Note: a lot of people asked why theecmp_group_id is needed. In few words, it allows you to map from one ip address to a set of ports, which does not have to be the 4 ports we use in this exercise. For example, you could have that for IP1 you use only the upper 2 ports and for IP2 you loadbalance using the two lower ports. Thus, by creating two ecmp groups you can easily map any destination address to any set of ports.

  1. Define the second match-action table used to set ecmp_groups to real next hops. The table should have exact matches to the metadata fields your defined in the previous step. Thus, it should match to the meta.ecmp_group_id and then to the output of the hash function meta.ecmp_hash (which will be a value ranging from 0 to NUM_NEXT_HOPS-1). A match in this table should call the set_nhop action that you already defined above, a miss should mark the packet to be dropped (set drop as default action). This enables us to use any subset of interfaces.

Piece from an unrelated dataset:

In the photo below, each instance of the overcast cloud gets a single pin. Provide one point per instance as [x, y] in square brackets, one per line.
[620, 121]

For example imagine that in the topology above we have h2 and h3 ( h3 does not exist, but just for the sake of the example) we could define two different ecmp groups (in the previous table), one that maps to port 2 and 4, and one that maps to port 3 and 5. And then in this table we could add two rules per group, to make the outputs [0,1] from the hash function match [2,4] and [3,5] respectively.

  2. Define the ingress control logic:

    1. Check if the ipv4 header was parsed (use isValid).
    2. Apply the first table.
    3. If the action ecmp_group was called during the first table apply. Call the second table. Note: to know which action was called during an apply you can use a switch statement and action_run, to see more information about how to check which action was used, check out the P4 16 specification
  3. In this exercise we modify a packet's field for the first time (remember we have to subtract 1 to the ip.ttl field). When doing so, the ipv4 checksum field need to be updated otherwise other network devices (or receiving hosts) might drop the packet. To do that, the v1model provides an extern function that can be called inside the MyComputeChecksum control to update checksum fields. In this exercise, you do not have to do anything, however just go to the ecmp.p4 file and check how the update_checksum is used.

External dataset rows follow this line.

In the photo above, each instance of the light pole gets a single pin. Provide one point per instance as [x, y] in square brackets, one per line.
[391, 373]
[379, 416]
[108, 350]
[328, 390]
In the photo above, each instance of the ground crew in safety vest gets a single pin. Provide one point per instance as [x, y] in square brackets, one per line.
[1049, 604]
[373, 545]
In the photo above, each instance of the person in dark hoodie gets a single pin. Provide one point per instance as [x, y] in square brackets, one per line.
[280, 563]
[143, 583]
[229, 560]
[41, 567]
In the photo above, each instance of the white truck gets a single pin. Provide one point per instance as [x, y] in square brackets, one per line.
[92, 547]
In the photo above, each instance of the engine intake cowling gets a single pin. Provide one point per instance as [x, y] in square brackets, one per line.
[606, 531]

  4. This time you have to write six sX-commands.txt files, one per switch. Note that only s1 and s6 need to have ecmp groups installed. For all the other switches setting rules for the first table (using action set_nhop) will suffice. For s1 you have to set a direct next hop towards h1, and a ecmp group towards h2. Set the ecmp group with id = 1 and num_hops = 4. Then define 4 rules that map from 0 to 3 to one of the 4 switch output ports (using the second table).

Testing your solution

Once you have the ecmp.p4 program finished (and all the commands.txt files) you can test its behaviour:

  1. Start the topology (this will also compile and load the program).

    sudo p4run

    or

    sudo python network.py
  2. Check that you can ping:

    mininet> pingall
  3. Monitor the 4 links from s1 that will be used during ecmp (from s1-eth2 to s1-eth5). Doing this you will be able to check which path is each flow taking.

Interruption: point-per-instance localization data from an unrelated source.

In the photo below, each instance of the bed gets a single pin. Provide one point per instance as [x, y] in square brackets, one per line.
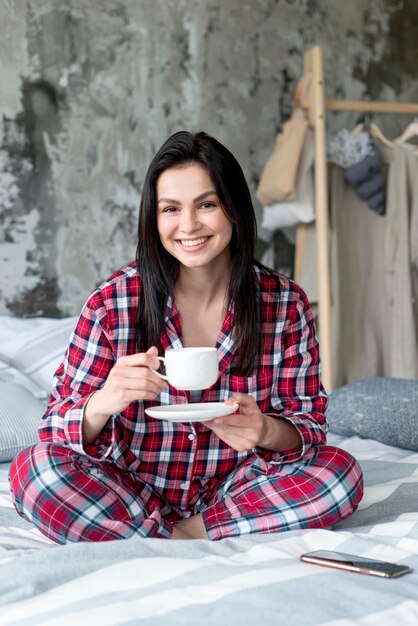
[241, 581]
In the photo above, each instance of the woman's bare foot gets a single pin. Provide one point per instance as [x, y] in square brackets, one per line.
[190, 528]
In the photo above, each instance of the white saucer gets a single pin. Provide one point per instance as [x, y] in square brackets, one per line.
[195, 412]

    sudo tcpdump -enn -i s1-ethX
    
  4. Ping between two hosts:

    You should see traffic in only 1 or 2 interfaces (due to the return path). Since all the ping packets have the same 5-tuple.

  5. Do iperf between two hosts:

    You should also see traffic in 1 or 2 interfaces (due to the return path). Since all the packets belonging to the same flow have the same 5-tuple, and thus the hash always returns the same index.

  6. Get a terminal in h1. Use the send.py script.

    python send.py 10.0.6.2 1000

    This will send tcp syn packets with random ports. Now you should see packets going to all the interfaces, since each packet will have a different hash.

Some notes on debugging and troubleshooting

We have added a small guideline in the documentation section. Use it as a reference when things do not work as expected.